Divisé en trois périodes (Moyen Âge, siècles modernes et époque contemporaine), ce livre rassemble les contributions d’universitaires traitant du phénomène des conversions ou des changements d’affiliation religieuse. Les exemples couvrent tous les pays riverains de la Méditerranée. On y trouve des musulmans qui deviennent chrétiens aussi bien que le trajet inverse. Ces cheminements sont étudiés dans une perspective purement historique aux antipodes de toute exploitation confessionnelle ou apologétique.

 

« La maladie de l’islam »

 Abdelwahab Meddeb , collection « La Couleur des Idées », éd. Seuil, Paris, 2002, 223 pp.

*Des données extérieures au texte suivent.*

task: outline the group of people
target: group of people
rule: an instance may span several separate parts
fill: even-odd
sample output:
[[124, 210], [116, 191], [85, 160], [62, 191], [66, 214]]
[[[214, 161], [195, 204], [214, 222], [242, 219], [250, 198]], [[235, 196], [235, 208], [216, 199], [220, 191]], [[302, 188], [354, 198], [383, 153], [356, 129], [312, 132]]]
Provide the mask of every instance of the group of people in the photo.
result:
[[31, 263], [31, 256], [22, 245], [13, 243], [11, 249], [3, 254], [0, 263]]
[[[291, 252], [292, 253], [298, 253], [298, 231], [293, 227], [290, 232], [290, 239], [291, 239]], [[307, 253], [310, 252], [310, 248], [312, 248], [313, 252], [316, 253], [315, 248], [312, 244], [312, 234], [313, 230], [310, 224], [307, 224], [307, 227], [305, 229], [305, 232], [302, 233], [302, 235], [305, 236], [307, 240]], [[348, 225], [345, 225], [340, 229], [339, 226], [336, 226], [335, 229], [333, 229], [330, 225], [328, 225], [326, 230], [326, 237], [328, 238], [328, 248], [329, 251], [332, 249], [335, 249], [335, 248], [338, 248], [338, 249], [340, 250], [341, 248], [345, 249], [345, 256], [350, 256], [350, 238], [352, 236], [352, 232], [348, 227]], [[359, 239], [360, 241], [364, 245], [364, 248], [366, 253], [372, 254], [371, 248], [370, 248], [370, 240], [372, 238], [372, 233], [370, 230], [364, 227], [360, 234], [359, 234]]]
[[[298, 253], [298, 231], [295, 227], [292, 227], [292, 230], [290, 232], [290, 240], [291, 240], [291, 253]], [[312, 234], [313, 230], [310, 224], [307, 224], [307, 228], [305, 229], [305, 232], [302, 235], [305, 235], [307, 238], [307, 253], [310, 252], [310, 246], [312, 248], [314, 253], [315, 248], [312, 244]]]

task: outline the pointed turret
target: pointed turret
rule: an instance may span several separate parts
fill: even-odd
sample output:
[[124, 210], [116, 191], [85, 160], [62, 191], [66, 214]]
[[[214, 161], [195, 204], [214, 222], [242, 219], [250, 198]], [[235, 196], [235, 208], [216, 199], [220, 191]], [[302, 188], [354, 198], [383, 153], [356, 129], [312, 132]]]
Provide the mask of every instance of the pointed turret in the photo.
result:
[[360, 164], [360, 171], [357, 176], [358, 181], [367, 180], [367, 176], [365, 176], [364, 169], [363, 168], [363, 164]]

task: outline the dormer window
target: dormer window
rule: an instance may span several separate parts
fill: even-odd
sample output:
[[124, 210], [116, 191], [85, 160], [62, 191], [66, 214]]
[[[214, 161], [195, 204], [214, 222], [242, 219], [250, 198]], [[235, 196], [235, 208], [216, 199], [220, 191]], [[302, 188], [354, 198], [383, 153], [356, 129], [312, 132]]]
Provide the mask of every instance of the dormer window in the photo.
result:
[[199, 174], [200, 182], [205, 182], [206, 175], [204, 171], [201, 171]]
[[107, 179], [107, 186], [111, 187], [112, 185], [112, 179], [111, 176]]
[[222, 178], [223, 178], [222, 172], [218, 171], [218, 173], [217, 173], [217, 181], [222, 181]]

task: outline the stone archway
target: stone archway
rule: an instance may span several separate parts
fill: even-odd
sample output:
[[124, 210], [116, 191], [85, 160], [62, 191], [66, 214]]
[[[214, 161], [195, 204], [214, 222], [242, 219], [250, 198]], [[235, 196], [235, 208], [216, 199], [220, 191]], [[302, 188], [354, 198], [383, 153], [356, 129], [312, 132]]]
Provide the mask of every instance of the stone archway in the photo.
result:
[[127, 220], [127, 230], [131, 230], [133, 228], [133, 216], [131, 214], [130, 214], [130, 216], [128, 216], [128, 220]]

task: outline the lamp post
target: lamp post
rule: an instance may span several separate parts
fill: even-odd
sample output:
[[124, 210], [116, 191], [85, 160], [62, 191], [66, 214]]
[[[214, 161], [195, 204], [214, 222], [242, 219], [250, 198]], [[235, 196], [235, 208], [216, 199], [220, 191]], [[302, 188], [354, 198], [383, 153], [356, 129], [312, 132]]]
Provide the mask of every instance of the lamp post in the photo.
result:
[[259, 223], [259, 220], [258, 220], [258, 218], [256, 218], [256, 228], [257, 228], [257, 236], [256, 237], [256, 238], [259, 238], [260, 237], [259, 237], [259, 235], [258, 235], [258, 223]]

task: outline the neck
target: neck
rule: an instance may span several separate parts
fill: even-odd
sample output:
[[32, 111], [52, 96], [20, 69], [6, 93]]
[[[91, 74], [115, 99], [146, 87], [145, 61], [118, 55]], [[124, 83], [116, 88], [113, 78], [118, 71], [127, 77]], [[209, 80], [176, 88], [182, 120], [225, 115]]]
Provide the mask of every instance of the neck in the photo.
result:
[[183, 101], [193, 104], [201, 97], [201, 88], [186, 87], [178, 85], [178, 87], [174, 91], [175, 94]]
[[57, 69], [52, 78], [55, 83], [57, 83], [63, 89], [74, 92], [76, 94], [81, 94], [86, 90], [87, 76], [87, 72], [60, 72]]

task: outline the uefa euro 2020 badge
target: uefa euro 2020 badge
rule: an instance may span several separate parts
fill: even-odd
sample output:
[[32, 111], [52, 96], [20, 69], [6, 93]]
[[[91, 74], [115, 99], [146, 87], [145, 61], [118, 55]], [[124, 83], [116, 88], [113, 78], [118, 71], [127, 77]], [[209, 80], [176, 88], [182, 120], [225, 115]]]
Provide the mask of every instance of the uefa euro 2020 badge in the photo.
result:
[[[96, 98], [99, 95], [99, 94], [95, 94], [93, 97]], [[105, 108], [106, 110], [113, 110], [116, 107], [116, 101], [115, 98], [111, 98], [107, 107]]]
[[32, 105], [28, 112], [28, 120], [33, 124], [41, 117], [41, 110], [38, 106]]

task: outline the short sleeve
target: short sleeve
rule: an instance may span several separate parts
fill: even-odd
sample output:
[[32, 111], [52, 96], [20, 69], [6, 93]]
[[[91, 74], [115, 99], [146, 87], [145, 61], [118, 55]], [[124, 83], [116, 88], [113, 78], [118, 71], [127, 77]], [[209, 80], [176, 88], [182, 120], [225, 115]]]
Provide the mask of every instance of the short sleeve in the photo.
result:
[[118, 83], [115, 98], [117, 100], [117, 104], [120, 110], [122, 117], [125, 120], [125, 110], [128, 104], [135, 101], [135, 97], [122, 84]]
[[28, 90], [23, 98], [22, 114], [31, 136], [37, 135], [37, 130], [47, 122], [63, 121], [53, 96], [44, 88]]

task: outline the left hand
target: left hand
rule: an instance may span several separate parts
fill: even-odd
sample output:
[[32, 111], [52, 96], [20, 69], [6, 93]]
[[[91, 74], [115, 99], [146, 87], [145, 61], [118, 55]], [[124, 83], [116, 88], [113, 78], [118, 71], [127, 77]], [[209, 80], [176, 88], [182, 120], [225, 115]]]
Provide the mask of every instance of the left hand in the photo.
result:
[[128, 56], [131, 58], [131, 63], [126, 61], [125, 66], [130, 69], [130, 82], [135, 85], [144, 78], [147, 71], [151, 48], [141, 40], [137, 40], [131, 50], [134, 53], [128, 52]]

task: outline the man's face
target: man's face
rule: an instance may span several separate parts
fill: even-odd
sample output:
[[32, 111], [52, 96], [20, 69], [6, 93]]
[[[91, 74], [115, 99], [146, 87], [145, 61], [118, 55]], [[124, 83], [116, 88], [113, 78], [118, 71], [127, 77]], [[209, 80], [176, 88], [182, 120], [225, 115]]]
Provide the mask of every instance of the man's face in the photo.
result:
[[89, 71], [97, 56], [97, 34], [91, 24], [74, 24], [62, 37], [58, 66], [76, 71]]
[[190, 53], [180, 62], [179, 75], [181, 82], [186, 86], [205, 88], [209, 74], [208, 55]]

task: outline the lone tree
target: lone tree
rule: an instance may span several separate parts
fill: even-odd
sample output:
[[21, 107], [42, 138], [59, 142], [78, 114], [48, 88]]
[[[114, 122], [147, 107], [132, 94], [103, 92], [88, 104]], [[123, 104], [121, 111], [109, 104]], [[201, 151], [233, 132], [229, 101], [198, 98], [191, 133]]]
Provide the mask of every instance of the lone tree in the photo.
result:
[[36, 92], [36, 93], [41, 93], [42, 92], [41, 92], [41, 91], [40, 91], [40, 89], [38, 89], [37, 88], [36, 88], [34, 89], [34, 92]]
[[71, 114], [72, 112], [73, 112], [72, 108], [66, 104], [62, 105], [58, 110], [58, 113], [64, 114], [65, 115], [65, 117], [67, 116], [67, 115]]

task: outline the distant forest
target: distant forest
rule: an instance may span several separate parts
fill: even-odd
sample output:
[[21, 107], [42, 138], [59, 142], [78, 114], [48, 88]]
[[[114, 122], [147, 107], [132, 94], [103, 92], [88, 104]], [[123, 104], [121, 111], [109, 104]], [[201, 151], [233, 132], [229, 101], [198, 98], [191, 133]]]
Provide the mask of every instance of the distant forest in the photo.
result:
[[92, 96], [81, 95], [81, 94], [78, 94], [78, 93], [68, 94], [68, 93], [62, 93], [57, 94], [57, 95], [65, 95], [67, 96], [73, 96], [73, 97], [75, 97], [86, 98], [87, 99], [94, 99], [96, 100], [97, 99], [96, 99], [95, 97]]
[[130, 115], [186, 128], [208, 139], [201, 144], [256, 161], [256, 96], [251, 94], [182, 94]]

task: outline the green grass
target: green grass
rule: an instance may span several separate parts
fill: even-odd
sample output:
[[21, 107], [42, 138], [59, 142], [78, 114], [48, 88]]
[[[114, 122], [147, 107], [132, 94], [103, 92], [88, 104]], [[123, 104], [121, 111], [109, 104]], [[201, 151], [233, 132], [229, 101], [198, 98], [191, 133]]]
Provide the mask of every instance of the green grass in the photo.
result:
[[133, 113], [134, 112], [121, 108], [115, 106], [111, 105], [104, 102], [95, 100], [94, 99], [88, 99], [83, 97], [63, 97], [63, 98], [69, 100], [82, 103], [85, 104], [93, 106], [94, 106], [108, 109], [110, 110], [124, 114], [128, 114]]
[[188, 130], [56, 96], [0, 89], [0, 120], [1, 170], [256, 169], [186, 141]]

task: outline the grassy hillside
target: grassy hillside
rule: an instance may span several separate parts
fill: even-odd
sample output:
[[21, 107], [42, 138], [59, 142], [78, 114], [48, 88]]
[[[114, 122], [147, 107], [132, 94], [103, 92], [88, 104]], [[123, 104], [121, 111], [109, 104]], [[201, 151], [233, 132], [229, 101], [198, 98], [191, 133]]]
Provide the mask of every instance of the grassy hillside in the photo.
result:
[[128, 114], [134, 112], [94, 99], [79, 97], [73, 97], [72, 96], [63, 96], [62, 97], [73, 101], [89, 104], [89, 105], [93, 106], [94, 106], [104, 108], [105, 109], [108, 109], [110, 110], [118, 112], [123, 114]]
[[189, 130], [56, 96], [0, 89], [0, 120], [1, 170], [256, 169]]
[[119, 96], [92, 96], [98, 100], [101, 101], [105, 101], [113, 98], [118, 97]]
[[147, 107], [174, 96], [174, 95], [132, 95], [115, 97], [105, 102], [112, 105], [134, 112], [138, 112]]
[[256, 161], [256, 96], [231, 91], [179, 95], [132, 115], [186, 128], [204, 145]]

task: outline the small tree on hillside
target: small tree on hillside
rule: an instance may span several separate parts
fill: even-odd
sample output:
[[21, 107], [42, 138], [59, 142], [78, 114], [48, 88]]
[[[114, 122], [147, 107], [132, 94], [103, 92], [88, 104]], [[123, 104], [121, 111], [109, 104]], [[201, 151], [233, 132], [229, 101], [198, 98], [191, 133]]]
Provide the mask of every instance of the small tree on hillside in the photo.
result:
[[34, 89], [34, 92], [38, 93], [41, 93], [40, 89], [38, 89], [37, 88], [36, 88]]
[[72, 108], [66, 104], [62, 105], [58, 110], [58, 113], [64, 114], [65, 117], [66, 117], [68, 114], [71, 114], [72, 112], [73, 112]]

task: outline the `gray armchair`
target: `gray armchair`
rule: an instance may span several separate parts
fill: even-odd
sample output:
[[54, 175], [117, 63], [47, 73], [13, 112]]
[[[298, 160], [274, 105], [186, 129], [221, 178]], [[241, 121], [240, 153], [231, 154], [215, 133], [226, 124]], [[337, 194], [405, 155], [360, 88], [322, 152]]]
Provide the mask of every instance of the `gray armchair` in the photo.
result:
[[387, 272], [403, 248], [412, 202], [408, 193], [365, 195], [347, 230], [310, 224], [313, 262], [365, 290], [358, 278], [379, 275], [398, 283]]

D’après Voltaire, l’intolérance fut la maladie du catholicisme. Selon l’auteur, l’intégrisme est la maladie de l’Islam. Après les attentats du 11 septembre 2001, il tente d’en découvrir les origines lointaines dans une certaine lecture des sources conjuguée à des causes externes qui l’exacerbent, notamment le contexte politique et économique qui rejette l’ensemble des pays musulmans dans le camp des exclus ou des dominés. L’auteur se situe dans une perspective islamique moderniste. Il défend l’exubérance de la culture islamique séculaire contre l’appauvrissement que lui fait subir l’intégrisme actuel. Le livre abonde en citations et références littéraires tirées de sources occidentales aussi bien que d’écrits orientaux.

 

« L’ombre des taliban »

Ahmed Rashid, préfacé par Olivier ROY, éd. Autrement Frontières, Paris, 2002, 286 pp.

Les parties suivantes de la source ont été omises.